After our post on nine topics you can cover with network design, some folks reminded us of a few more and we added to the list.

  1.  Project Management.  We cover project management in the context of network design.  But, if you wanted to cover it in more detail, you could use this as a launching point
  2. Net Present Value (NPV) or Return-on-Investment or Financial Analysis.  We have an exercise on calculating the NPV for an investment in new facilities.  Future suppl chain leaders will need to know how to do financial analysis.  Justifying the opening and closing of facilities is a big one.  But, many others things will have to investigated.  For example, should you add racks to your warehouse, should you invest in your fleet, should you buy more fork trucks, or should you replace aging equipment?
  3. Microsoft Access, Excel Pivot Tables, and Tableau.   Network design gives you a chance to teach students how to deal with large data sets.  This includes just working with the data as well as reporting on it.  An import skill is to be able summarize large data sets.
  4. Change management and Organizational Behavior.  When you make major changes in the supply chain, it personally impacts a lot of different people.  It is important to understand how different people may react to the change and how to manage this change in an organization.

If you think of new ones, please let us know.


Long Run Times, Part 1: $1 Million to Make Them Faster

One of the problems that you can run into when doing a large network design project is the run times of the models.  Sometimes, the models you want to solve simply take much too long to solve or never solve at all.

Luckily, many network design problems do not encounter this problem.  And, good modeling techniques still allow you to get the answer you need to the most complex problems.

However, you will likely still need to explain to others on the project or in the organization why you can’t guarantee a fast run-time.  This question is relatively easy to answer, but our experience shows that people don’t believe the answer (we’ll share more on this in some future posts).

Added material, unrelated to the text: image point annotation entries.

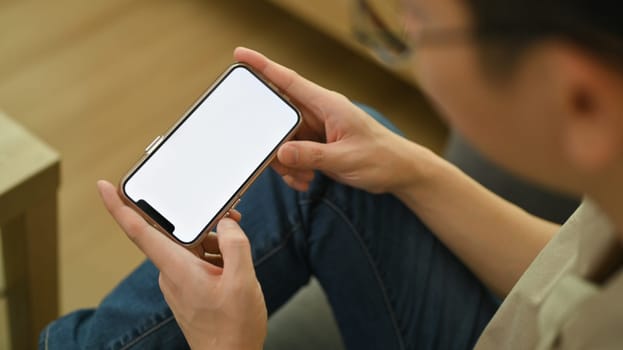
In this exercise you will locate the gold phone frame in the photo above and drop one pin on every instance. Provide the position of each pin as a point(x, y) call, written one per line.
point(233, 201)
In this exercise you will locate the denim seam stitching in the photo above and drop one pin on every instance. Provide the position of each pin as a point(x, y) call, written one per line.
point(148, 332)
point(377, 276)
point(47, 336)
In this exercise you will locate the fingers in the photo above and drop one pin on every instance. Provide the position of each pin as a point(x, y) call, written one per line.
point(308, 155)
point(234, 246)
point(169, 257)
point(306, 92)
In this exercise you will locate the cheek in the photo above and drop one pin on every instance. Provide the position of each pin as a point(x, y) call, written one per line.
point(450, 79)
point(499, 124)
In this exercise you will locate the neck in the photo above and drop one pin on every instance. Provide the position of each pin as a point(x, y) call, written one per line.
point(609, 197)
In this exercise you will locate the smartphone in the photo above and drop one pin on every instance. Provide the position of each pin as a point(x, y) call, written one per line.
point(190, 177)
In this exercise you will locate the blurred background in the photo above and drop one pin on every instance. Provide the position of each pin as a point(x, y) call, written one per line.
point(98, 80)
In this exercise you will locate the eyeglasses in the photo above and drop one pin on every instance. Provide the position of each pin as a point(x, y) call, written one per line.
point(388, 28)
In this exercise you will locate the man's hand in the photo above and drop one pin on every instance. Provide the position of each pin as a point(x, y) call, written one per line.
point(337, 137)
point(216, 308)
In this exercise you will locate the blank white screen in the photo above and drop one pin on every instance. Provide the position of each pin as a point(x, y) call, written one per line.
point(198, 169)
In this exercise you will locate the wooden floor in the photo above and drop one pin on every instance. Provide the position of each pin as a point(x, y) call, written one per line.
point(97, 80)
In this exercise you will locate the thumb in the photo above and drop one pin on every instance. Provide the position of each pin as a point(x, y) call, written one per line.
point(234, 246)
point(307, 155)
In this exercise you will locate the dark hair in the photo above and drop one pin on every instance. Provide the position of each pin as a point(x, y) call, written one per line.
point(505, 29)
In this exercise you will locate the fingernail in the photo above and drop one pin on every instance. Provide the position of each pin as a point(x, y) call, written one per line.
point(294, 154)
point(227, 222)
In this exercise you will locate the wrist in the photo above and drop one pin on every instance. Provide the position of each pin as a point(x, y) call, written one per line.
point(419, 171)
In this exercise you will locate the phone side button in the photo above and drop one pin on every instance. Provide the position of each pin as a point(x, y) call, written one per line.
point(153, 144)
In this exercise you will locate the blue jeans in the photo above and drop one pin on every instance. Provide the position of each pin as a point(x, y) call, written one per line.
point(390, 282)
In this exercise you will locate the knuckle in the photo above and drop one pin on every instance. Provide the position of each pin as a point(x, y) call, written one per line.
point(316, 155)
point(238, 241)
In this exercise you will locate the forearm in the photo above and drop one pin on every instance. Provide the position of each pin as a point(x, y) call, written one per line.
point(494, 238)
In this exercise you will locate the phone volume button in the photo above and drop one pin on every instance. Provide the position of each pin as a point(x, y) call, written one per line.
point(153, 144)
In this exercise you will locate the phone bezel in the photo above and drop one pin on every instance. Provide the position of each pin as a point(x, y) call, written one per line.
point(244, 186)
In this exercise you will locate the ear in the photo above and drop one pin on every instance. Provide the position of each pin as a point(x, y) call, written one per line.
point(592, 118)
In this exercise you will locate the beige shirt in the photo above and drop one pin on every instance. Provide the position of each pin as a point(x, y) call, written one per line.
point(556, 304)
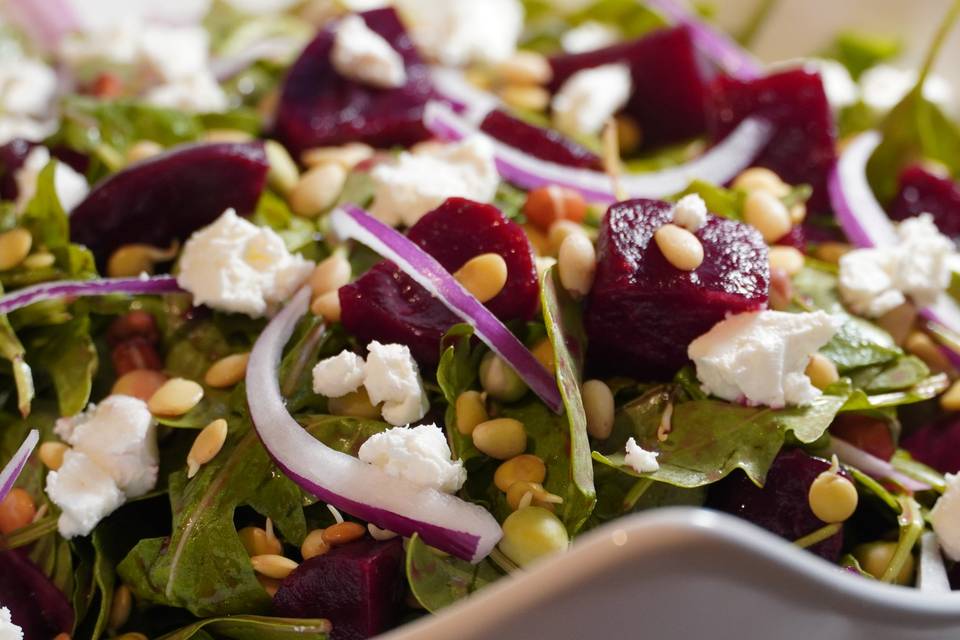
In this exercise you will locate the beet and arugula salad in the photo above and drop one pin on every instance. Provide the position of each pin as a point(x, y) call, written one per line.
point(319, 316)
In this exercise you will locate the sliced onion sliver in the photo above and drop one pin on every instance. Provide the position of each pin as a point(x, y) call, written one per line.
point(100, 287)
point(350, 222)
point(871, 465)
point(719, 165)
point(11, 471)
point(444, 521)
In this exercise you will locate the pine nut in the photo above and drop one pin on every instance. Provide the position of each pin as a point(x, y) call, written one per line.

People don’t believe the answer because they’ve heard of cases of large models being solved quickly and they’ve models help give them answers to complex problems.

In any case, there is no guarantee that a network design model will run fast.  Roughly speaking, the field of computer science breaks these types of problems into two classes:  P and NP.  Problems in P can have guaranteed run times that scale in a linear fashion with the size of the problem.  Problems in NP do not scale linearly, but much much faster. So, a 10X increase in the size of the model may generate a 10000X increase in run time (pushing the run time into decades or more).

Network design problems fall into the class of NP problems.  If network design software vendors could guarantee run-times, they would.

As a fun fact about the difficulty of these problems, there has been a standing $1 Million prize (since May of 2000) for anyone who can show that NP problems can be solved like P.  So, if you can guarantee the run times of these problems, you can collect a $1 Million prize.